For elena international we realise a web-based planning tool for decentralised groups of electricity sources, so called microgrids. Therefor wee use Jupyter and Voilà dashboards to develop presentation logic and user interactions fast, simple and robust.

elena international is a startup company that provides customised solutions for various stages of power system planning.

First we realise a walking skeleton of a web-based planning tool for microgrids.

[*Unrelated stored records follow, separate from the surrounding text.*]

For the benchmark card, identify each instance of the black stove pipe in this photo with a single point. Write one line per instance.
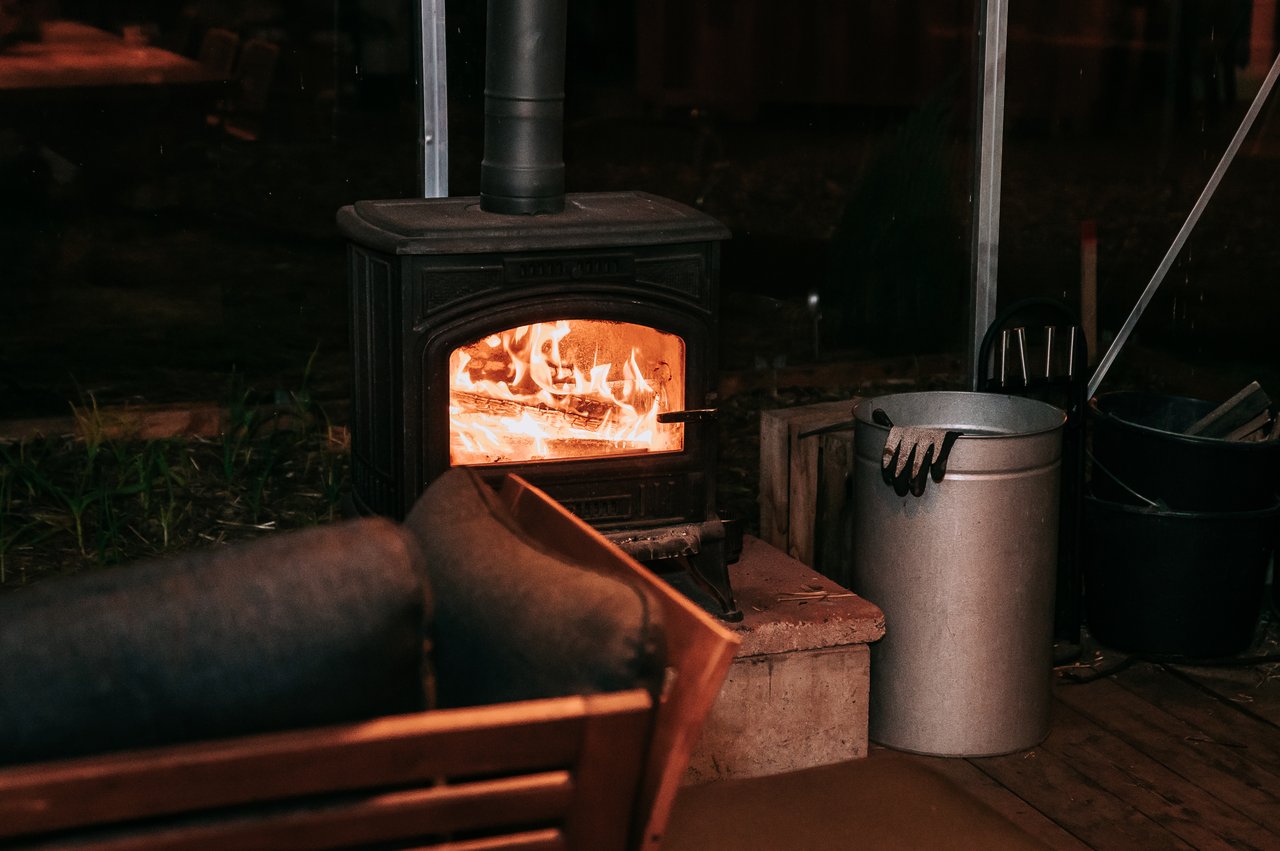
(524, 105)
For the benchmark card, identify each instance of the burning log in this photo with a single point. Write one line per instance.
(581, 412)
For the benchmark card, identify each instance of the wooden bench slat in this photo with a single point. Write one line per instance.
(359, 820)
(548, 840)
(407, 749)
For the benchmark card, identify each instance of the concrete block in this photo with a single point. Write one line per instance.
(796, 694)
(784, 712)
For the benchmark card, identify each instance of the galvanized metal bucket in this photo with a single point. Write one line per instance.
(964, 573)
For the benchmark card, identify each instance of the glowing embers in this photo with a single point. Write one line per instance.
(566, 389)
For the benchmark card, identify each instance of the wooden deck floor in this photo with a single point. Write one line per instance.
(1152, 756)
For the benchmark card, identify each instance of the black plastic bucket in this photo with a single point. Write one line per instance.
(1175, 584)
(1141, 453)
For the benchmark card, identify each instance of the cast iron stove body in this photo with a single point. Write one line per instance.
(448, 305)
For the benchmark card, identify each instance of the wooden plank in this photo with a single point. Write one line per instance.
(1252, 690)
(833, 526)
(1185, 809)
(1173, 742)
(1004, 801)
(545, 840)
(1217, 721)
(775, 479)
(1232, 413)
(803, 490)
(789, 484)
(1073, 800)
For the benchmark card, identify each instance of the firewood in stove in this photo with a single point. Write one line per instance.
(579, 412)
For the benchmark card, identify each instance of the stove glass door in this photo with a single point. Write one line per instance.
(571, 388)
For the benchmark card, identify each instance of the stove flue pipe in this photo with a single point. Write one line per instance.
(524, 106)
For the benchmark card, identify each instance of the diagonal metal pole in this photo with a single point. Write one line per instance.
(992, 37)
(1180, 239)
(434, 127)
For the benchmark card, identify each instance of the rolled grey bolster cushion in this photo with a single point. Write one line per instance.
(293, 630)
(516, 622)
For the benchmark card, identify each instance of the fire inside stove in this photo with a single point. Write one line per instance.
(572, 388)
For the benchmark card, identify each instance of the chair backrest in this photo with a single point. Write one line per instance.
(218, 49)
(545, 773)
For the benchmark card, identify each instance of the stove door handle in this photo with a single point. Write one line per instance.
(693, 415)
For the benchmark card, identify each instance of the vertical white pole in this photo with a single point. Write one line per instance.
(992, 30)
(434, 129)
(1089, 287)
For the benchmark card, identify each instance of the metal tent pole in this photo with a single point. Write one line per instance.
(992, 31)
(434, 129)
(1180, 239)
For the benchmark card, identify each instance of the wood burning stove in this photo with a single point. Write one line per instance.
(566, 338)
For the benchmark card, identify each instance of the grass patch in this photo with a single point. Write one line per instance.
(103, 498)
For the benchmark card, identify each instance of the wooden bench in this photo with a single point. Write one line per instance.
(593, 772)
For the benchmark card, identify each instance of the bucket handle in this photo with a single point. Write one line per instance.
(913, 454)
(1116, 479)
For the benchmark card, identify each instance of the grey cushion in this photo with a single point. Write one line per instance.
(293, 630)
(515, 621)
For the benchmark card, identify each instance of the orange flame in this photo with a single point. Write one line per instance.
(565, 389)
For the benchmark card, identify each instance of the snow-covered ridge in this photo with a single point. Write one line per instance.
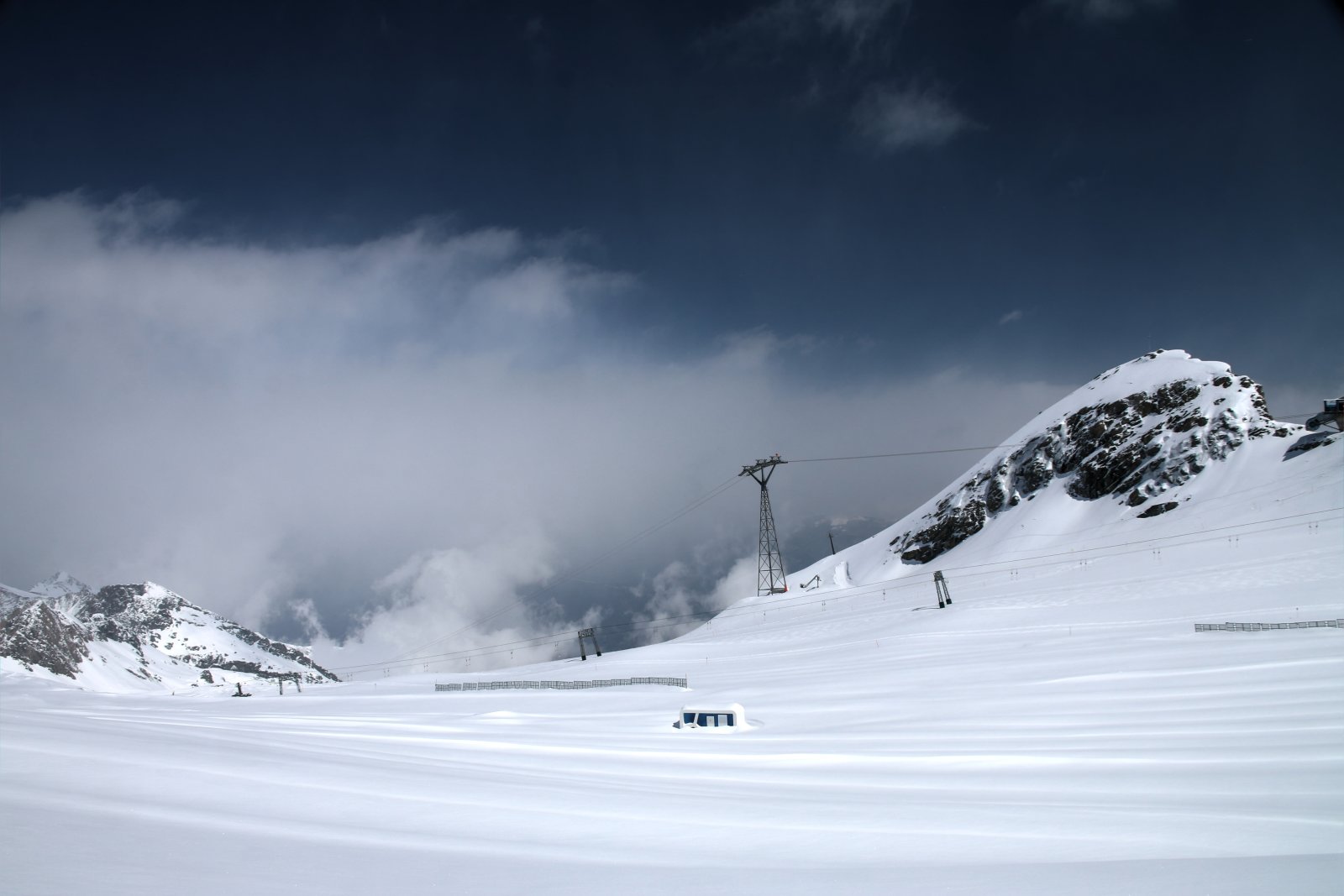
(1135, 432)
(136, 636)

The chosen software architecture allows elena the further development of its Julia libraries. In the Web tool the adoption of new features takes place in IPython notebooks with PyJulia. These notebooks can also be used to define the voila-vuetify widgets for interacting with users. Finally, with Voilà, these notebooks are converted into an interactive dashboard:

Voilà Dashboard

To harden the notebooks for production, on the one hand we write tests for each method, which run regularly with GitLab CI/CD, and on the other hand we activate logging for fault diagnosis and monitoring.

So we are not only answering the question Are Jupyter notebooks ready for production?, we also extend the possibilities of notebooks: they serve an editor system, in which not only texts can be written and media added, but also the presentation logic of scientific calculations and interactive widgets can be defined.